Today's Dry Roses: Finding Elegance and Sophistication in Rose-Colored Glasses

Perhaps no class of wine has come further in the last decade than the once lowly rosé. With the days of Mateus Rosé and white zinfandel now firmly in the rear view mirror, dry and sophisticated rosés have captured imaginations on both sides of the Atlantic, as a new generation of wine lovers has discovered just how flexible these outstanding, salmon-colored dry wines can be with a wide myriad of cuisine, or simply sipped on their own. Add to the legions of twenty and thirty-something wine drinkers in the cafés of Paris, the bistros of New York, or the wine bars of San Francisco who are consuming rosé with a passion, large numbers of more experienced wine lovers are coming back to rosé after years away and finding that its beauty is more than skin deep. And the beauty of rosé’s new found fame is that it is not specific to any particular wine-growing region, as winemakers around the globe have discovered this long neglected category of fine wine and are turning out more superb rosé today than any time in recent memory.
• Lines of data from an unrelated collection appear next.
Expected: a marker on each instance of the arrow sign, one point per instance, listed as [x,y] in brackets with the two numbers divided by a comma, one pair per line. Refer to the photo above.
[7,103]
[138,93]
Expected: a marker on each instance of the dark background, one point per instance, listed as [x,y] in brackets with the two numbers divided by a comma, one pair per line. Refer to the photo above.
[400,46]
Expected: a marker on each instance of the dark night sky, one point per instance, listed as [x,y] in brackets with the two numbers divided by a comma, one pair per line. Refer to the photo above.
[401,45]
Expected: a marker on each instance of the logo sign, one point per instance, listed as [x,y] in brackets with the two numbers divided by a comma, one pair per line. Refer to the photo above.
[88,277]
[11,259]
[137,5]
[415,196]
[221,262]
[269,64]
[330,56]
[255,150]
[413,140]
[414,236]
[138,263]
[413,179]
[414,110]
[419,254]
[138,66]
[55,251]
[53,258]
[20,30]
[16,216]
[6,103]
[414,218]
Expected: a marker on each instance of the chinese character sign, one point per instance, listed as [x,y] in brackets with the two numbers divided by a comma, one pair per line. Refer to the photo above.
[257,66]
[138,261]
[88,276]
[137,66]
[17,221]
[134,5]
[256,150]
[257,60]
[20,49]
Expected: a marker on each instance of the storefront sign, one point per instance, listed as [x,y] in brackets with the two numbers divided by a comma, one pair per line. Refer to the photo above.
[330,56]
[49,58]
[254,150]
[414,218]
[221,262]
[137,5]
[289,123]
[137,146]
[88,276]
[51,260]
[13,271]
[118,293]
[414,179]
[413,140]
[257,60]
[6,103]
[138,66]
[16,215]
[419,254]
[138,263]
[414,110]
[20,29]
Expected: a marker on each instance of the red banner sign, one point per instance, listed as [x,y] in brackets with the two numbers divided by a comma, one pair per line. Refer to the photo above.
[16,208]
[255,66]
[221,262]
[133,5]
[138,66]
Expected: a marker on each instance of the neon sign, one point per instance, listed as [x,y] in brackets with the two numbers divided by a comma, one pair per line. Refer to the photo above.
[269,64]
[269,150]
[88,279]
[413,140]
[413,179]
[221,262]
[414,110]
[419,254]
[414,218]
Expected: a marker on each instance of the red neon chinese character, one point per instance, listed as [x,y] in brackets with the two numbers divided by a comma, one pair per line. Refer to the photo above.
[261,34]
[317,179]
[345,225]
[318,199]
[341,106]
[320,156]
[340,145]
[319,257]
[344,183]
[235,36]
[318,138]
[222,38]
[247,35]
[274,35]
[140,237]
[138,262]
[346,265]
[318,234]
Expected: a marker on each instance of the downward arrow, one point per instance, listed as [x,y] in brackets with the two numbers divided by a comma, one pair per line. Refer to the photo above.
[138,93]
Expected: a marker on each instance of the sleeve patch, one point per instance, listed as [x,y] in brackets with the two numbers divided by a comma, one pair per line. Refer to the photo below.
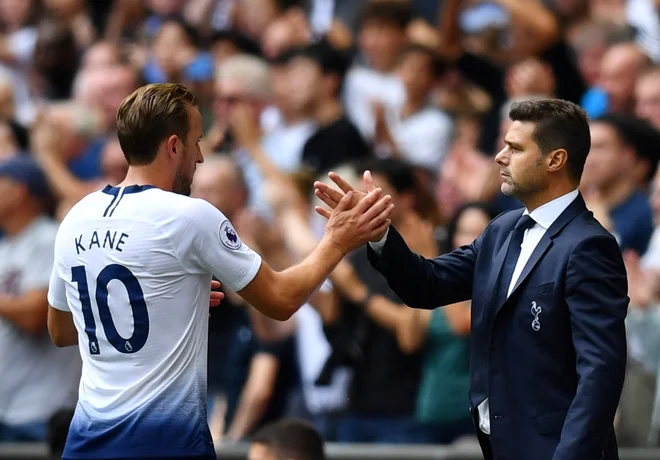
[229,237]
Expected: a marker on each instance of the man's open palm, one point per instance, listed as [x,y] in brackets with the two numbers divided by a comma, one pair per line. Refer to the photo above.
[332,197]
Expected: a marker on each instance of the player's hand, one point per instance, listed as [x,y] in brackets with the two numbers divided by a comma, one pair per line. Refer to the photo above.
[356,217]
[216,296]
[332,197]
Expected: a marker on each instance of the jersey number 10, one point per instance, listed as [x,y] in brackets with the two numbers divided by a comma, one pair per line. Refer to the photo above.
[120,273]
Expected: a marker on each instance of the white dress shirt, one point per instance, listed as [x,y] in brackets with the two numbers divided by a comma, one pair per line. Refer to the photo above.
[544,216]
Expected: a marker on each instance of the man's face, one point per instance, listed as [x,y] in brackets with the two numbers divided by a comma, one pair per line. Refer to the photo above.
[216,182]
[647,99]
[604,163]
[521,166]
[13,196]
[228,93]
[262,452]
[306,75]
[618,74]
[416,73]
[381,43]
[655,198]
[190,154]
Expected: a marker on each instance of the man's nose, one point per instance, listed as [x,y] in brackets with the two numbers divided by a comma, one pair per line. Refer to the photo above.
[502,158]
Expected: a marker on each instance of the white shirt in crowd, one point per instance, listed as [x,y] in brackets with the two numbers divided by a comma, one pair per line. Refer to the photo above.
[363,87]
[133,265]
[423,137]
[37,377]
[544,216]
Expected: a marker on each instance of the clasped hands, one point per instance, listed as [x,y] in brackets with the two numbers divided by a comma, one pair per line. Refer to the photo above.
[355,217]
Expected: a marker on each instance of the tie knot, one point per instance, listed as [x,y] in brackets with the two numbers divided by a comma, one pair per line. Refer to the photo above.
[525,223]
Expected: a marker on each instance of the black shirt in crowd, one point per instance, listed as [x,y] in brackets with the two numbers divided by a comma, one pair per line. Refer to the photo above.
[335,144]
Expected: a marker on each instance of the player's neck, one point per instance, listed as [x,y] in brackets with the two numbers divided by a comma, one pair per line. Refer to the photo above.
[146,175]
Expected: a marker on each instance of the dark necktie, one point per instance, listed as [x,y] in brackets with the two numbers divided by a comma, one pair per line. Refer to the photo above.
[512,254]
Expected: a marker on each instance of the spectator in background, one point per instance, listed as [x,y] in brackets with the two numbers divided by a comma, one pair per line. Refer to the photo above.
[610,173]
[176,55]
[647,96]
[384,386]
[620,67]
[252,371]
[382,37]
[55,61]
[337,140]
[37,377]
[288,439]
[417,131]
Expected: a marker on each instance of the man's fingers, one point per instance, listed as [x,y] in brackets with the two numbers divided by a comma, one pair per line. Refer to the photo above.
[341,183]
[322,211]
[329,191]
[368,201]
[326,199]
[345,202]
[380,229]
[378,207]
[378,221]
[369,181]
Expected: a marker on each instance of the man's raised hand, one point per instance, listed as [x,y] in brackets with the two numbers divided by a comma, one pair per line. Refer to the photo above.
[355,217]
[331,197]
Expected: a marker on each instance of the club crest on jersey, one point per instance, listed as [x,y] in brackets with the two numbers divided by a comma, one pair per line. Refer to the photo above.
[228,236]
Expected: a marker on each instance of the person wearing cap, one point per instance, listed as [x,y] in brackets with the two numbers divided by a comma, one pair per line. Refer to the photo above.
[37,378]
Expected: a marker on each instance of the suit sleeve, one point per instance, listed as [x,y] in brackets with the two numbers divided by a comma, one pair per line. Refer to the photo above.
[426,283]
[596,294]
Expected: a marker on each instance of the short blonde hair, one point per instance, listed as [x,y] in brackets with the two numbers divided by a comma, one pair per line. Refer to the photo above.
[148,116]
[251,72]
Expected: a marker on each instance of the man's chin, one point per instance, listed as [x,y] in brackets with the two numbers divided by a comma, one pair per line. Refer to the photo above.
[507,189]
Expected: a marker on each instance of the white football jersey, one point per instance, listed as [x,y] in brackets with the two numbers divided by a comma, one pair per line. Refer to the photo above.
[134,267]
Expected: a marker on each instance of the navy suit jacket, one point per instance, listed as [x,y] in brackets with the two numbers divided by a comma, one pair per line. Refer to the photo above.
[553,390]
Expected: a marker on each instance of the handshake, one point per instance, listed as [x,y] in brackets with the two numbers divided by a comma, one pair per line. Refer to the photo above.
[354,217]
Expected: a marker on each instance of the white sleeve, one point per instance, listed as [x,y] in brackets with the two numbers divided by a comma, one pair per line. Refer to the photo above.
[216,248]
[57,291]
[380,244]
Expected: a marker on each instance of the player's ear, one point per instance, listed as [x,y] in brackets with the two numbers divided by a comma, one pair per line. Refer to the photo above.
[171,145]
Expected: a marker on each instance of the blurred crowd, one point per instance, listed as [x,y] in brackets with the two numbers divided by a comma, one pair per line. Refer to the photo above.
[417,91]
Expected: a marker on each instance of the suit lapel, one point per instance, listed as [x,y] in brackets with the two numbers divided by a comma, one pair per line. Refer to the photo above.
[498,262]
[574,209]
[534,259]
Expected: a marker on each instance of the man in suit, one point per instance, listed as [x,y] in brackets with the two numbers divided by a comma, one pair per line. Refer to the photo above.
[549,297]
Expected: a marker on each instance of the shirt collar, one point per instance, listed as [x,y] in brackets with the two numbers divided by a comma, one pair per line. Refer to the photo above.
[546,215]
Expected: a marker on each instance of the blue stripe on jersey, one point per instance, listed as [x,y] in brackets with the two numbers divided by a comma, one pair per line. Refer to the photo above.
[173,426]
[110,190]
[115,192]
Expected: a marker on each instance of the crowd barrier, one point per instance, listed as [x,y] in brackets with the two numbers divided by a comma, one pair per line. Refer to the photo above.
[467,451]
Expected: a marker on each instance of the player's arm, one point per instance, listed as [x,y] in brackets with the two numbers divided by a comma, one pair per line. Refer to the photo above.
[61,328]
[278,294]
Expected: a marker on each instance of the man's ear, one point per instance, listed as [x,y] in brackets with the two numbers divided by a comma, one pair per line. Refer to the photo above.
[171,145]
[556,160]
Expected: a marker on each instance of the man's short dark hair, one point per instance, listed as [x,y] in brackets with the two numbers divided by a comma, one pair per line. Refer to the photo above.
[395,12]
[330,60]
[148,116]
[638,134]
[399,174]
[559,124]
[292,438]
[438,65]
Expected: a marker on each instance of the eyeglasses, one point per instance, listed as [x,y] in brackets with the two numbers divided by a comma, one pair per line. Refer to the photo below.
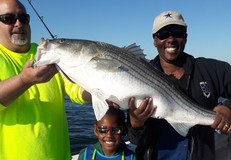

Much of the fire behind rosé’s rebirth has been stoked in France in the last decade, as regions that once specialized in exciting rosés have recaptured the magic. Many winemakers who specialize in rosé would of course argue that the quality has always been there, and it is simply that the world has finally woken up to how complex and thirst-quenching are the world’s top examples of rosé. Perhaps true, but when I taste through a range of recent vintages of rosé from French regions such as Provence, the Languedoc, and the Loire Valley, I sense a higher average quality than a decade ago. It is as if the enthusiasm of the growing number of rosé fans has spurred on producers to make more rosé, and to make it with more care from some of their best vineyard sites. Amongst my favorites that I have tasted in the last few months, look for Provençal rosés from producers such as Mas de Gourgonnier in Les Beaux, and the most famous French rosé, Domaine Ott. Provence is of course also the region that houses the unique wines of Bandol, and Bandol rosé can be amongst the world’s greatest expressions of pink wine. Most famous is Domaine Tempier, whose Bandol rosé is always impeccable, and I am also a huge fan of the stunning rosé of Château Pibarnon.

Other regions in the south of France are also hopping on the rosé bandwagon, so one need not limit oneself to Provence for classy dry rosé. The Languedoc and Rousillon regions, which made significant improvements in their reds in the 1980s and 1990s, have now set their sights on great rosé, and one can find fine dry rosés from appellations such as St. Chinian, Minervois, and Corbieres these days. Like their red wines, the primary grapes used for these rosés are syrah, grenache, cinsault, and often a bit of cabernet sauvignon. Some recent rosés that I have tasted that were superb from this area include 2006 Château Villerambert Julien (Minervois) and 2006 Château Viranel (St. Chinian). In the Côtes de Rhône region, the appellation of Tavel has always been famous for its rosés, and they are as good as they have ever been. All of these wines can have a lovely spiciness to them to go along with notes of cherries, melon, orange, and strawberry. 

However, my favorite French rosés actually come from the Loire valley, which has long specialized in bottling pink wines and treating them with love and respect in the cellar. Rosés from Chinon, Saumur-Champigny (often made with a bit of sparkle to them), and the Anjou region, where cabernet franc is the primary grape for rosé, can all be outstanding. My absolute favorites in the Loire however are made from pinot noir and hail from Sancerre. These are deep, complex rosés that deliver classic notes of red berries, melon, spice, and flowers coupled to the chalky, limestone soils of Sancerre. Dry rosé does not get much better than pink Sancerre from the likes of Hippolyte Reverdy, the Cotat cousins, or Lucien Crochet. Unless of course they come with bubbles and hail from Champagne! Rosé Champagne is perhaps the finest value to be found in bubbly these days, as the lower turnover of rosé means that one is often getting a significantly older and more complex bottle when buying a non-vintage bottling. Look for stellar bottlings from rosé Champagne specialists such as Billecart-Salmon, Laurent-Perrier and Pol Roger amongst the big houses, and from small growers such as Bernard Brémont, Godmé Père et Fils, and Camile Savés.

With more space I could go on and on about the fine rosés from Italy, California (Bonny Doon was a real trendsetter there), and Spain as well, for France certainly does not have a monopoly on great pink wine. To mention just a few of my favorites from Spain, look in particular for rosés from Navarra (home to the finest Spanish rosés – made from grenache) and producers such as Sarria Viñedo and Viña Aliaga. The Rioja region also makes some superb rosés, with Lopez de Heredia making a wonderful and ageworthy rosado, and the well-known bodega of Muga also turning out an excellent example. And the holiday season is a simply splendid time to test-drive a few rosés, as they go brilliantly with turkey, buffets, and at cocktail parties as an all-purpose pour. And just look at the beautiful color of a glass or flute of rosé – a roomful of guests drinking rosé is nothing if not holiday festive.